CHAPITRE IX
L'archipel en feu
L'île de Scio, plus généralement appelée Chio depuis cette époque, est située dans la mer
Egée, à l'ouest du golfe de Smyrne, près du littoral de l'Asie Mineure. Avec Lesbos au nord,
Samos au sud, elle appartient au groupe des Sporades, situé dans l'est de l'Archipel. Elle ne se développe pas sur moins de quarante
lieues de périmètre. Le mont Pélinéen, maintenant mont Elias, qui la domine, se dresse à une
hauteur de deux mille cinq cents pieds au- dessus du niveau de la mer.
Des principales villes que renferme cette île, Volysso,
Pitys,
Delphinium, Leuconia, Caucasa, Scio, sa capitale, est la plus importante.
C'était là que, le 30
octobre 1827, le colonel Fabvier avait débarqué un petit
corps expéditionnaire, dont l'effectif s'élevait à sept cents réguliers, deux cents cavaliers, quinze cents irréguliers à la solde des Sciotes, avec un matériel comprenant dix obusiers et dix canons.
L'intervention des puissances
européennes, après
le combat de Navarin, n'avait pas encore définitivement résolu
la question grecque.
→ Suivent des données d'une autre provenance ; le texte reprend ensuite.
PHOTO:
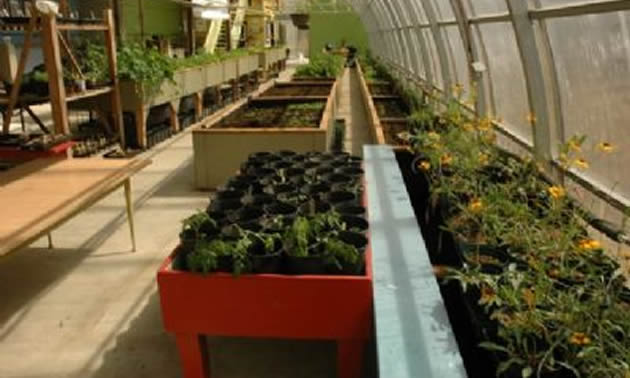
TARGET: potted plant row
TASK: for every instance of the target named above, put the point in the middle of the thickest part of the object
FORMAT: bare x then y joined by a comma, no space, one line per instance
286,236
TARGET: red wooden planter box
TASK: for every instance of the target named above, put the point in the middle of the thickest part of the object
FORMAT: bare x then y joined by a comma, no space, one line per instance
266,305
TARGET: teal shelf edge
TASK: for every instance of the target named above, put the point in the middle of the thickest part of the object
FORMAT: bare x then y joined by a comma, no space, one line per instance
414,337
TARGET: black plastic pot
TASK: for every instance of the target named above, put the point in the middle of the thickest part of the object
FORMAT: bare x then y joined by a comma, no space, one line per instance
353,210
279,188
263,262
341,197
241,182
317,206
318,190
247,214
285,154
355,223
352,171
225,206
305,265
281,208
229,194
282,164
258,200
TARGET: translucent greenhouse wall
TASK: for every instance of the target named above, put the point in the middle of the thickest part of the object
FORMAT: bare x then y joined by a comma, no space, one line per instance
545,70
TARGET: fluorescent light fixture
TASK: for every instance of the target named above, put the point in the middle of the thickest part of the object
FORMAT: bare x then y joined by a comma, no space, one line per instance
214,14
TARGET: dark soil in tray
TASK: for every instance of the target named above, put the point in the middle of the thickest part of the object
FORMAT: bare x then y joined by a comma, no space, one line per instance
391,108
294,90
276,114
380,89
391,130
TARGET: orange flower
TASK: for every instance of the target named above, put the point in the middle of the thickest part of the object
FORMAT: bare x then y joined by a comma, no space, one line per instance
488,295
581,163
446,159
589,244
605,147
483,158
424,165
531,119
556,192
475,206
579,338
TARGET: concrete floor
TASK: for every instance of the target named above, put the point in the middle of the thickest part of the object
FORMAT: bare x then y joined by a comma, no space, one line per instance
90,307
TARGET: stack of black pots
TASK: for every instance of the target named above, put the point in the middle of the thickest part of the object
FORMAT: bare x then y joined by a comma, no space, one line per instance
273,189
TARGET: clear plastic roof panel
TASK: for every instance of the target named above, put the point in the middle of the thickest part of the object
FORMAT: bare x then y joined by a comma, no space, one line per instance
505,70
592,61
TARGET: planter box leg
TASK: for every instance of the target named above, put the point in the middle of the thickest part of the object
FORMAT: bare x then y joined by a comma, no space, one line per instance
349,358
193,355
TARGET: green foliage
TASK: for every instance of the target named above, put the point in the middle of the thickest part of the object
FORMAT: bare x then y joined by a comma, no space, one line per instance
148,67
322,66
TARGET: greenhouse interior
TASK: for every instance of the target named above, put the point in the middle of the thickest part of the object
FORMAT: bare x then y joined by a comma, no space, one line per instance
442,180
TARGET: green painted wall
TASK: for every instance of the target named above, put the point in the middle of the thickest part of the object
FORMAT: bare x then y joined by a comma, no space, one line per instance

L'Angleterre, la France et la Russie ne voulaient, en effet,
donner au nouveau royaume que les limites mêmes que l'insurrection n'avait
jamais dépassées. Or, cette détermination ne pouvait convenir
au gouvernement
hellénique. Ce qu'il exigeait, c'étaient, avec
toute la Grèce continentale, la
Crète et l'île de Scio,
nécessaires à son autonomie. Aussi, tandis que Miaoulis prenait
la
Crète pour objectif, Ducas, la terre ferme, Fabvier débarquait
à Maurolimena, dans l'île de Scio, à la date indiquée
ci-dessus.
On comprend que les
Hellènes voulussent ravir aux
Turcs cette île superbe, magnifique joyau de ce chapelet des Sporades.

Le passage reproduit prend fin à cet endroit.